Wow!. I don't have access to the AI at this time and I had always used Ridge Regression (without early stopping) when I was using the AI.

Thanks.

Jrinne · August 31, 2024, 10:43am

Deleted as optimization of features is a complex topic that cannot be fully covered in a post

ZGWZ · August 31, 2024, 11:22am

They use the ElasticNet function instead of the ElasticNetCV function or the SGDRegressor function. However, you still can't test different max_iter in the later.

Jrinne · August 31, 2024, 11:38am

So just following along without really adding anything except generalization of the optimization method at the end:

Sklearn link: ElasticNet

From the link: n_iter_ list of int:

"Number of iterations run by the coordinate descent solver to reach the specified tolerance."

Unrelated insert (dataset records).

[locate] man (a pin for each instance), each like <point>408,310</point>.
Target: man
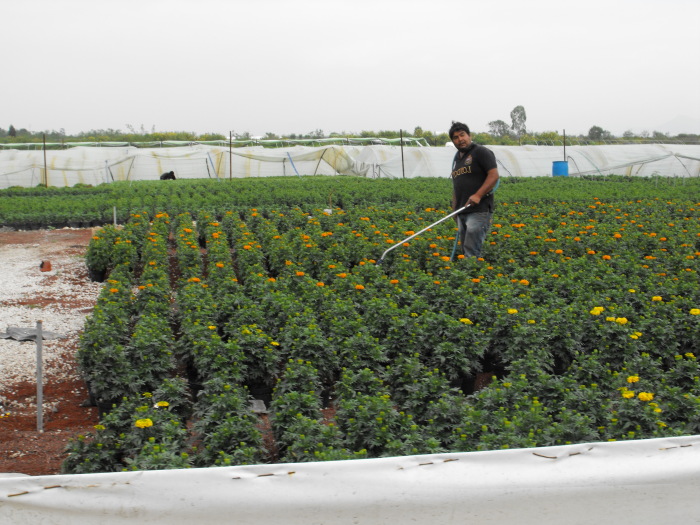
<point>474,176</point>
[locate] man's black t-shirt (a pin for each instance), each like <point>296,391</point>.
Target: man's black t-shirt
<point>468,175</point>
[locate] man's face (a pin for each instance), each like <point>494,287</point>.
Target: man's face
<point>461,139</point>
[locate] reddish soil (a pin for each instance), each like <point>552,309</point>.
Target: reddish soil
<point>22,448</point>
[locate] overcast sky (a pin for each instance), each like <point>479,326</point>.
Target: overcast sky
<point>294,66</point>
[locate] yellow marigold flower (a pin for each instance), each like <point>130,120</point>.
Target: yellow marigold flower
<point>645,396</point>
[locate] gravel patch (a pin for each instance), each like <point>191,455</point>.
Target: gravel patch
<point>60,298</point>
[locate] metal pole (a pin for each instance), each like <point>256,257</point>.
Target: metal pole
<point>46,173</point>
<point>403,171</point>
<point>39,379</point>
<point>564,144</point>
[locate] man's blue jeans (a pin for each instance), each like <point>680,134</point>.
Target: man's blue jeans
<point>473,228</point>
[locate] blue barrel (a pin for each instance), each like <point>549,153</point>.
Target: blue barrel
<point>560,168</point>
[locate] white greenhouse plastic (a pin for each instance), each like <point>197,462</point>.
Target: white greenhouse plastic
<point>96,165</point>
<point>645,482</point>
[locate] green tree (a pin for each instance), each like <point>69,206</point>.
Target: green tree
<point>498,128</point>
<point>518,118</point>
<point>598,133</point>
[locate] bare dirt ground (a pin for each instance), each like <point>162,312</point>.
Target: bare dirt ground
<point>22,448</point>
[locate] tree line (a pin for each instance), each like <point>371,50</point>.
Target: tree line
<point>499,133</point>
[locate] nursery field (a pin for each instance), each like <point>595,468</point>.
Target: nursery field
<point>580,323</point>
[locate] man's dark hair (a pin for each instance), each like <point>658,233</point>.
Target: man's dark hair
<point>458,126</point>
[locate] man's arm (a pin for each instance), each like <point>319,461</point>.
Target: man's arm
<point>486,187</point>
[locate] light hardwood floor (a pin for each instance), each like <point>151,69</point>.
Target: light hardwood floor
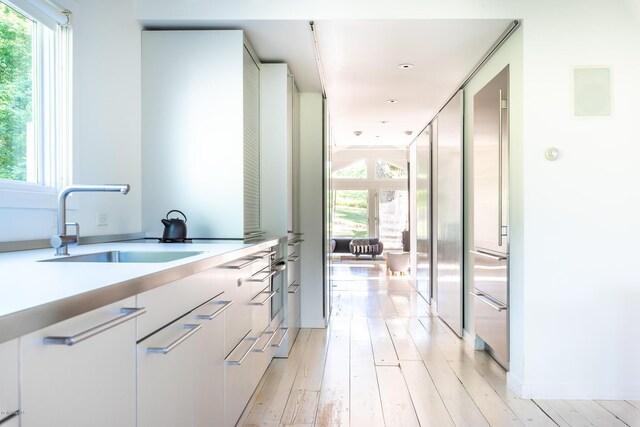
<point>385,360</point>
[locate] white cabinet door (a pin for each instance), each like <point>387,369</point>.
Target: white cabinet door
<point>209,359</point>
<point>9,375</point>
<point>166,370</point>
<point>81,372</point>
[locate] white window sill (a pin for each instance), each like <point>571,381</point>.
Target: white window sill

NOT a type of gradient descent it seems but a standard optimization method for sure. I plan on trying a different method for optimization of the features using Sklearn-genetic-opt

Of course, I do not know if this will be better or worse. But think it will pick up interactions of variables better. Not sure the this is necessarily a good thing as it will be more prone to overfitting or changes in non-stationary markets.

Thank you. Very informative!!!

Claude 3 generated some code for making a comparison of the 2 optimization methods above. It was straight-forward and most members can do it themselves with or without ChatGPT (if interested) so not included here. It has this to say about a long discussion about interactions: "Overall, your intuition about the GA picking up on interactions is correct,….."

And the answer to the question "Does a ridge regression pick up on interactions (if there are no interaction variables?)": "No, a standard ridge regression does not pick up on interactions between variables if interaction terms are not explicitly included in the model."